While conducting research in Tanzania as an undergraduate, Silverman noticed that soccer was a fervent passion, and that energy needs were neglected. Those two observations, seemingly unrelated, would become inextricably entwined.
In the Campbell Performing Arts Center, Silverman projected a photo of tangled wires protruding from a pole as she discussed energy in the developing world. “It’s unavailable, it’s unreliable, and it’s unsafe,” she said. Those who dare to tap into that maze of wires risk electrocution. Those who don’t may face other energy-related risks: reading by a kerosene lamp for one night, she explained, causes the lung damage of 40 cigarettes.
The Soccket, originally developed by Silverman and three partners, might not exist if their group midterm project at Harvard hadn’t received a failing grade. The students, doubled with determination, took to heart the professor’s criticism that they had not thought sufficiently about people’s existing behaviors. Almost everywhere in the world, kicking a ball—or something resembling a ball—was an existing behavior, they realized, a behavior that could be tapped.
Early in the process, Silverman and her group tested their idea by putting a shake-to-charge flashlight inside a hamster ball. They rolled it and were delighted when the light came on. Engineers dampened their excitement, however, warning that such a device couldn’t possibly create enough energy to be viable. “For them, ‘enough’ was a very different definition,” Silverman said. The engineers were thinking on a grander scale—electricity to power buildings or large equipment. To Silverman, electricity for a single light was “enough.”

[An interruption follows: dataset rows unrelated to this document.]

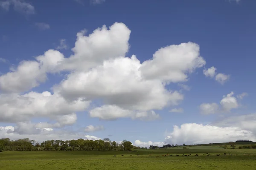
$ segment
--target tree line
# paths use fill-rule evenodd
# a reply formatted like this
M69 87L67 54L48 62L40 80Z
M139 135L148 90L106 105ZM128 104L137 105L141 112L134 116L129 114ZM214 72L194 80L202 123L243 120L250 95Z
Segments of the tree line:
M29 138L11 140L9 138L0 139L0 151L6 150L124 150L140 149L132 145L130 141L124 140L120 144L111 141L109 138L103 140L83 139L66 140L52 140L41 143Z

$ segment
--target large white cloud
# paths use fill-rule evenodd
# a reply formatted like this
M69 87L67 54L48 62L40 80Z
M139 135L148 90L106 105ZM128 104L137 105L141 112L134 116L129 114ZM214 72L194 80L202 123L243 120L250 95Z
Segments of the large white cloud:
M198 44L192 42L161 48L153 54L152 60L142 64L142 76L167 82L187 81L188 73L206 63L200 55L199 48Z
M204 74L207 77L212 78L215 75L216 70L217 69L213 66L207 69L205 69L203 71Z
M129 110L161 109L183 99L177 91L167 90L160 80L143 79L141 65L135 56L105 61L89 71L72 73L54 89L67 98L100 99Z
M253 132L231 126L220 127L208 125L185 123L180 127L174 126L173 131L166 137L169 144L205 144L236 141L237 140L256 140Z
M23 61L12 71L0 76L0 91L20 93L39 86L64 59L58 51L49 50L35 57L36 61Z
M17 122L36 117L50 117L64 123L76 119L76 111L82 111L90 102L79 98L67 102L58 94L31 91L24 95L0 94L0 122ZM66 117L58 116L67 115ZM72 119L71 119L72 118Z
M215 103L203 103L199 106L199 108L201 113L209 114L217 112L219 109L219 107L218 104Z
M118 118L131 118L141 120L153 120L158 119L160 116L154 111L135 111L122 109L116 105L103 105L89 111L91 117L100 119L113 120Z
M87 69L101 64L103 61L125 56L128 51L131 30L122 23L116 23L108 29L98 28L88 36L83 30L77 33L74 54L66 58L58 67L59 70Z
M234 92L231 91L227 96L223 96L223 99L220 102L224 111L230 112L231 109L238 108L237 101L236 97L233 96L233 94Z
M9 138L11 140L17 140L20 139L29 138L30 139L35 140L39 142L45 141L47 140L62 140L64 141L79 139L88 139L88 136L84 136L84 133L78 133L74 130L68 129L59 129L54 130L50 128L44 128L37 130L34 127L30 126L28 123L29 127L33 129L29 129L26 128L26 124L24 123L22 129L18 130L18 127L12 126L0 127L0 136L1 138ZM15 130L16 128L16 130ZM95 138L95 136L94 136ZM92 138L91 137L91 139Z
M230 112L233 109L238 108L239 105L236 98L233 95L234 92L231 91L227 96L223 96L223 98L220 101L220 109L219 105L216 103L202 103L199 106L199 108L201 113L205 114L215 113L219 113Z

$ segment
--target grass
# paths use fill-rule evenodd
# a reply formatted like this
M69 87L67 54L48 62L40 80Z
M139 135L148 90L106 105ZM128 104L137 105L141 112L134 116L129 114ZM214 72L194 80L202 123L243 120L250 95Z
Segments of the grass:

The Soccket endured endless variations—different mechanisms to collect the energy, different materials to make the ball lighter, different designs to ensure the ball could not deflate. The Soccket today has a gyroscopic mechanism inside that captures the kinetic energy. People plug into a small, recessed connection to access the stored energy.
Currently, NGOs have distributed Socckets in ten countries. While the electricity can be transformative, the play itself should not be taken for granted. Balls are scarce: Silverman said she has seen children kicking around wadded-up plastic bags. The Soccket is playable and weighs about the same as a regulation soccer ball.
As Silverman shared her story of innovation and perseverance, she urged her audience to think about how play can address real-world issues. The fashionable term, social entrepreneurship, only applies to organizations with a social goal at their core, she said, as she encouraged Groton students to play, empower, and give, but most of all, to think creatively about solving the world's problems.